Questo tipo di scontri e provocazioni di tipo razzista, erano diventati ormai la prassi in città. I “picchiatori” (soprattutto studenti e squadristi) venivano sobillati dalle organizzazioni politiche fasciste, allo scopo di tenere alta la tensione tra le diverse comunità, in maniera da poter gestire i propri interessi politici, facilitati da una permanente situazione di emergenza che generava insicurezza e diffidenza.

Ormai tutti avevano capito che, laddove c’era una possibilità di fratellanza umana o – peggio – una possibilità di unità politica fra lavoratori, al di là della loro lingua, nazionalità o religione, il regime avrebbe fatto di tutto per seminare odio ed incomprensioni. Il fascismo divideva, ostinatamente, ciò che la storia sociale del luogo aveva costruito in secoli di convivenza, talvolta complicata.

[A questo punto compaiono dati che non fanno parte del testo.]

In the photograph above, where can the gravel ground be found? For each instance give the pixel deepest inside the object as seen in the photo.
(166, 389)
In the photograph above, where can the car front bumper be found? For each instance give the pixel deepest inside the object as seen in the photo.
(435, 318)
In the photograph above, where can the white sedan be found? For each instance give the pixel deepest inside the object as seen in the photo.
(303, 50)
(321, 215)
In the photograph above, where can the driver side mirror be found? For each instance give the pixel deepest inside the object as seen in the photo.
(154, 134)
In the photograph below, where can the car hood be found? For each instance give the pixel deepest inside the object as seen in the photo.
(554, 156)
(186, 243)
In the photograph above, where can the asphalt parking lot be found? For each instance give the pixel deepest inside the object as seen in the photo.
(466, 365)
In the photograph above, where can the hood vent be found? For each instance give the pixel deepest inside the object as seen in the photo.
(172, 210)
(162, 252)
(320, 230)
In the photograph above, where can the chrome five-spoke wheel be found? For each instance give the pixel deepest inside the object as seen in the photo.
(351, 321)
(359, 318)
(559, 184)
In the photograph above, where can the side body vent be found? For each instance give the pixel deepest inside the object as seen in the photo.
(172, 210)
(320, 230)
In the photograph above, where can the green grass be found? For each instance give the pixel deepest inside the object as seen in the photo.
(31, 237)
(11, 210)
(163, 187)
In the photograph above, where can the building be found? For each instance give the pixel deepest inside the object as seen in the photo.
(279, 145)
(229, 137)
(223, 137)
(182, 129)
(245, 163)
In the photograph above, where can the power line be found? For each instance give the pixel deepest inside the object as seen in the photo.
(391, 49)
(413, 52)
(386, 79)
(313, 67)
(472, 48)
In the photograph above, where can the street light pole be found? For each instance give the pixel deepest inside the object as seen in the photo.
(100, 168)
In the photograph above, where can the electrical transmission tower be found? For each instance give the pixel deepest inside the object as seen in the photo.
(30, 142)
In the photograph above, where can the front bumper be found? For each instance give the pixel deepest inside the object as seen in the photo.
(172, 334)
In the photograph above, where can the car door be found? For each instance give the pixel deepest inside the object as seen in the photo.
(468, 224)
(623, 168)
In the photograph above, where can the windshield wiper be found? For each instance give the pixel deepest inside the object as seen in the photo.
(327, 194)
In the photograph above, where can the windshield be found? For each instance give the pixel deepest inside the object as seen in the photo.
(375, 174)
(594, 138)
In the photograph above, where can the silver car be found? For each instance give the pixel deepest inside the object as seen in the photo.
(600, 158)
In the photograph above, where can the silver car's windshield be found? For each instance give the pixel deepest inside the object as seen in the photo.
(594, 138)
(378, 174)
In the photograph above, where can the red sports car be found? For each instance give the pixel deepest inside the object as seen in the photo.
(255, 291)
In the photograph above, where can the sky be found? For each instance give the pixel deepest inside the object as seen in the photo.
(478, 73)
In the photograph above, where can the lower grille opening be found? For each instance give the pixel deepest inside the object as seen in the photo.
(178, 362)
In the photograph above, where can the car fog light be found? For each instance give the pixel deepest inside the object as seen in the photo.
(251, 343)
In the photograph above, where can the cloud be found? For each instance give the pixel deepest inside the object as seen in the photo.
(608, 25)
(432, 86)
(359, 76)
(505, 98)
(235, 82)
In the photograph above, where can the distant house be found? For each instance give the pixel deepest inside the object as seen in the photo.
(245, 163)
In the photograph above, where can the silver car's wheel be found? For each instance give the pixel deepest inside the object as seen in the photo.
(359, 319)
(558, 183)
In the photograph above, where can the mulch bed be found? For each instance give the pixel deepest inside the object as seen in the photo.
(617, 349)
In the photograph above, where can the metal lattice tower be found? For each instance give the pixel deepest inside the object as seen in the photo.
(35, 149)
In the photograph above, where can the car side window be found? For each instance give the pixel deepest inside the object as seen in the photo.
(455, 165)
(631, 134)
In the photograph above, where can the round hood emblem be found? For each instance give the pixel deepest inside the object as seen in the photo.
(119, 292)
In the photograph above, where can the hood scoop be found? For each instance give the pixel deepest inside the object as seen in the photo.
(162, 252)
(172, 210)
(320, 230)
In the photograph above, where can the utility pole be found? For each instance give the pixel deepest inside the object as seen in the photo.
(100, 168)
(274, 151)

La madre si era seduta sulla sua sedia della cucina, con un’espressione rassegnata e umile. Il figlio provava angoscia per quello sguardo sottomesso della madre e si sentiva responsabile del dolore che le causava. In quel momento, i due si trovavano l’uno di fronte all’altra, nella modesta cucina, oppressi dalla tristezza della realtà che li circondava ma fiduciosi che un giorno quella nera cappa che pesava così tanto, sarebbe stata spazzata via, liberandoli da tutte quelle brutture. Facevano parte di una popolazione che non era stata toccata seriamente dal fascismo se non per gli aspetti ridicolmente folclorici; l’anima di quel popolo, come quella di tutti gl’italiani, era ancora intatta,

Gli sloveni, soprattutto i lavoratori sloveni, si sentivano chiamati ad una resistenza su tutti i fronti e di tutti i tipi contro l’oppressione fascista. Il razzismo di cui erano fatti oggetto giorno per giorno, assieme a tutti gli altri popoli slavi, ed agli ebrei, li rendeva sensibili all’impegno civile e politico, se non altro per la loro sopravvivenza. Essi furono la punta di diamante del movimento di liberazione nella zona di Trieste.